National Park Service

Inventory & Monitoring (I&M)

Topic 2(a): Spatial Data in R

Please direct questions and comments about these pages, and the R-project in general, to Dr. Tom Philippi.

Introduction

While today's topic is spatial data in R, this web page and the webinar can only be a guide to getting started. We can no more teach you everything about spatial data in R in 2 hours than we could teach you ERDAS/Imagine (or ARC/Gis) in 2 hours. In addition to the time constraints, we don't know all of R for spatial data, just like we don't know all of ERDAS or ARC. Therefore, our more modest goal for this session is to introduce you to the R tools we use with spatial data, provide examples of tasks we perform in our duties for NPS natural resources that might get you started on your needs, and give a few pointers toward what else is available and places to find more information. In terms of "learning outcome", at the end of this session you should know what R tools are available to read, write, and process spatial data, have example code for several natural resources applications, and know where to go to look for what you need for your own applications.

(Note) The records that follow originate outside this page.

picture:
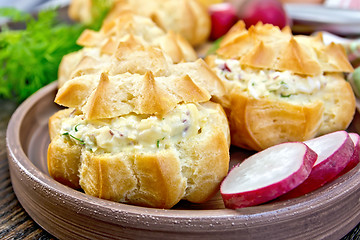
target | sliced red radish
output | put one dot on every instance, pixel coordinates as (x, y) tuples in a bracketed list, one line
[(355, 158), (268, 174), (334, 152)]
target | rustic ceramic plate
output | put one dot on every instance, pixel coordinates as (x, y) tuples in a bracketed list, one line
[(330, 212)]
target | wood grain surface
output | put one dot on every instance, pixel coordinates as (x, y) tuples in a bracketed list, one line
[(15, 223)]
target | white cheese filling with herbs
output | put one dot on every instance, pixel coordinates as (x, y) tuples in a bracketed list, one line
[(260, 83), (135, 131)]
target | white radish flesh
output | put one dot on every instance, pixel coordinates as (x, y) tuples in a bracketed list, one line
[(355, 158), (334, 152), (267, 174)]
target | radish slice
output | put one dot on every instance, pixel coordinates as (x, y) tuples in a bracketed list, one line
[(267, 174), (334, 153), (355, 158)]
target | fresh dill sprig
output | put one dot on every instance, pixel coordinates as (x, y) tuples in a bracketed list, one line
[(30, 57)]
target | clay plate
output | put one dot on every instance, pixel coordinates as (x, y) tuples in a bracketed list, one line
[(330, 212)]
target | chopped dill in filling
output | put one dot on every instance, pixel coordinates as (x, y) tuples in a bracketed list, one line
[(135, 131)]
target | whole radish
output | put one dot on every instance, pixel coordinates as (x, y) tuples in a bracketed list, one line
[(265, 11)]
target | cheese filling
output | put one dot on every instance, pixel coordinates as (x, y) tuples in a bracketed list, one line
[(260, 83), (135, 131)]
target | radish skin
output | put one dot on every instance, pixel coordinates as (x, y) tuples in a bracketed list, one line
[(268, 174), (334, 153)]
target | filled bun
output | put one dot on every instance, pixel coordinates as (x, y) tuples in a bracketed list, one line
[(281, 87)]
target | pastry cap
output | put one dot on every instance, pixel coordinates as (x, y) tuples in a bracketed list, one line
[(139, 79), (266, 46), (143, 29)]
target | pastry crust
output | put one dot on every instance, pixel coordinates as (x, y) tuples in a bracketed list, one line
[(189, 18), (281, 87), (140, 79), (190, 168), (144, 131)]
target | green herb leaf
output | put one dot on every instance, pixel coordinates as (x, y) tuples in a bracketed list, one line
[(29, 58)]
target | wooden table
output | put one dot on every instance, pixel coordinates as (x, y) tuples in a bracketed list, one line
[(15, 223)]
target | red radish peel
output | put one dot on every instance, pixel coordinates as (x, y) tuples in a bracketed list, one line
[(267, 174), (334, 152)]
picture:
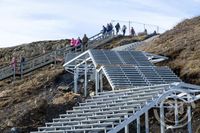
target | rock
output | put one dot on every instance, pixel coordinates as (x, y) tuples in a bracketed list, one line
[(9, 123)]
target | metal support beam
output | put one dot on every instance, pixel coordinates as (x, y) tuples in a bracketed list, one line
[(176, 112), (189, 119), (75, 80), (127, 126), (162, 118), (101, 81), (138, 125), (85, 83), (147, 122)]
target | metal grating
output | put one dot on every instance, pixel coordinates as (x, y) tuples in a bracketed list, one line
[(105, 111), (167, 74), (134, 76), (107, 57)]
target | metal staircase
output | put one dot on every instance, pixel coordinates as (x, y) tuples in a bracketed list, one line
[(104, 112)]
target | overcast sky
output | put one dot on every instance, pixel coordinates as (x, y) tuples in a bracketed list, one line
[(24, 21)]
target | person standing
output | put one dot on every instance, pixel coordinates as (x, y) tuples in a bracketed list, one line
[(117, 27), (132, 32), (124, 29), (22, 63), (84, 42), (14, 65)]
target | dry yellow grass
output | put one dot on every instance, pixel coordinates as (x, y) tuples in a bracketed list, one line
[(182, 46)]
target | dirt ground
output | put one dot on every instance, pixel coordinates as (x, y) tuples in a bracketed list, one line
[(29, 103)]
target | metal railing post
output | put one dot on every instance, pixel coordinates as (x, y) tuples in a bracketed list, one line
[(55, 56), (147, 122), (138, 124)]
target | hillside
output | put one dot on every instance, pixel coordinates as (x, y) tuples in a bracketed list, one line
[(30, 50), (182, 45)]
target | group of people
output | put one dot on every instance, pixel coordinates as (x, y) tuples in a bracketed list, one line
[(108, 30), (78, 42)]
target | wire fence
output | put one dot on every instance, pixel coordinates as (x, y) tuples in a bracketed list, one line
[(139, 27)]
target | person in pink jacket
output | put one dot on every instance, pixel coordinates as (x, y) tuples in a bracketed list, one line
[(72, 42), (14, 62)]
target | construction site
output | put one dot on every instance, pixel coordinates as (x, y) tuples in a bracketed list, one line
[(146, 83)]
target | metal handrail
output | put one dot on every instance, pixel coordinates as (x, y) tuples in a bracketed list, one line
[(49, 57)]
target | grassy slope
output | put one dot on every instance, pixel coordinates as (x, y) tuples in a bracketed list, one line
[(182, 46)]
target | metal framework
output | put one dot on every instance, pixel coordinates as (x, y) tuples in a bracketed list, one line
[(137, 85), (114, 110), (123, 69)]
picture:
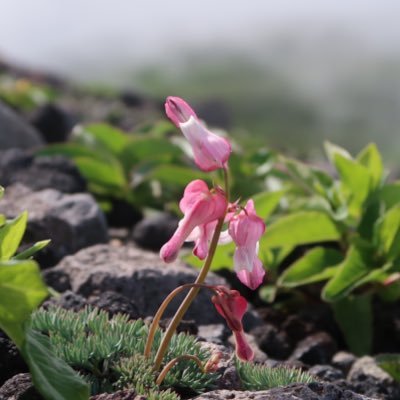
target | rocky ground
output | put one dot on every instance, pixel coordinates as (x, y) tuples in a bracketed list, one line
[(93, 260)]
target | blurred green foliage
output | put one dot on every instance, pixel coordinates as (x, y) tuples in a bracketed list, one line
[(24, 94), (21, 291)]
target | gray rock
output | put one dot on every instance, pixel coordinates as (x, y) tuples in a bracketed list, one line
[(15, 132), (39, 173), (366, 377), (343, 360), (152, 233), (317, 348), (297, 391), (72, 222), (136, 274)]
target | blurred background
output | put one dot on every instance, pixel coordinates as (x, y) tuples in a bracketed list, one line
[(285, 74)]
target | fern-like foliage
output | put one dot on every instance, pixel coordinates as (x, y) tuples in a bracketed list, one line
[(261, 377), (108, 353)]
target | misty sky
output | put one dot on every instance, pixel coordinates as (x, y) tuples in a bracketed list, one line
[(96, 35)]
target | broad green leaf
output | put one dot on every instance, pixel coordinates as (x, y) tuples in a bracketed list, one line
[(101, 136), (308, 177), (357, 264), (151, 148), (52, 377), (11, 235), (355, 182), (370, 158), (390, 194), (21, 291), (301, 228), (316, 265), (102, 173), (387, 233), (354, 316), (171, 174), (390, 363), (332, 150), (266, 202), (32, 250)]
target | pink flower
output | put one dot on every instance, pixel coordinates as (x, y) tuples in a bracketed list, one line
[(246, 228), (232, 306), (200, 207), (210, 150)]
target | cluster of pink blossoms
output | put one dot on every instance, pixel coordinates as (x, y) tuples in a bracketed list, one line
[(203, 208)]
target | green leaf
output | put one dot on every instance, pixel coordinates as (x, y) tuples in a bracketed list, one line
[(387, 233), (390, 363), (52, 377), (266, 202), (102, 173), (102, 136), (355, 182), (28, 253), (332, 150), (357, 264), (316, 265), (171, 174), (21, 291), (354, 316), (390, 194), (11, 234), (301, 228), (370, 158), (308, 177)]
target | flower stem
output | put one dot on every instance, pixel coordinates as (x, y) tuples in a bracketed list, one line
[(194, 290), (166, 369), (161, 310)]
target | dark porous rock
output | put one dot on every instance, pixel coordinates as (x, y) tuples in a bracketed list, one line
[(11, 362), (366, 377), (15, 132), (272, 341), (317, 348), (296, 328), (310, 391), (71, 221), (123, 214), (115, 303), (53, 122), (55, 172), (343, 360), (136, 274), (19, 387), (128, 394), (326, 373), (152, 233)]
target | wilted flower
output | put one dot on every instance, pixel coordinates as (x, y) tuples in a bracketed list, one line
[(210, 150), (201, 207), (246, 229), (232, 306)]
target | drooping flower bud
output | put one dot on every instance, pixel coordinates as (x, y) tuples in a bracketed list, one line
[(232, 306), (210, 150)]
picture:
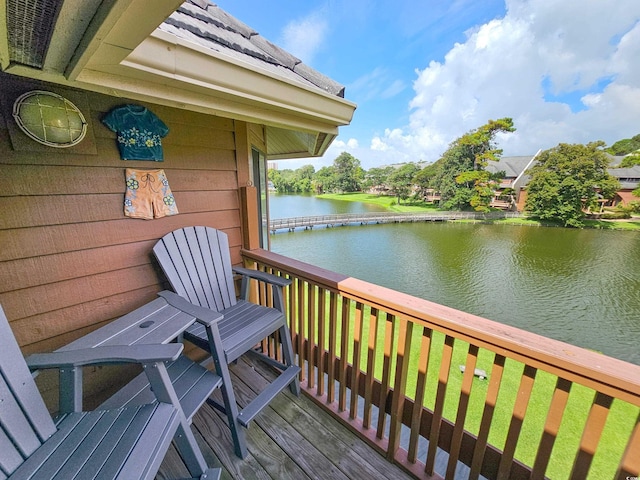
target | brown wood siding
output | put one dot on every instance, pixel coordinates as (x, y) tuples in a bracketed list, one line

Why use R for spatial data?

"R is software for programming with data" provides a pretty good hint on when you might want to use R instead of a GIS tool such as ARC/Gis, Grass, or SAGA. {Note that mention of specific software and commercial products is not an endorsement of them by me, NPS, DOI, or anyone.} I use these spatial tools in R when:

  • I am performing substantial number crunching, such as testing for intersections between millions of polygons of species geographic ranges and hundreds of polygons of NPS and FWS units. R lets me custon-code shortcuts such as first testing for intersections of bounding boxes, then testing point in polygon, and only rarely needing to brute-force vertex by vertex polygon intersection tests, which can be much faster than iterating more general-purpose polygon tools.
  • I am working with very large rasters that cannot fit in memory.
  • I will be doing other computations on the data in R, so I might as well keep it all in one tool and script.
  • I need to do careful or fancy spatial prediction, and I need something more powerful and flexible than ordinary kriging. Many of the newest and most advanced spatial statistical tools for prediction (combining spatial neighbors and covariates), hotspot identification, point pattern analysis, etc., are only available in R. Also, R has a pretty complete suite of approaches to habitat suitability modeling.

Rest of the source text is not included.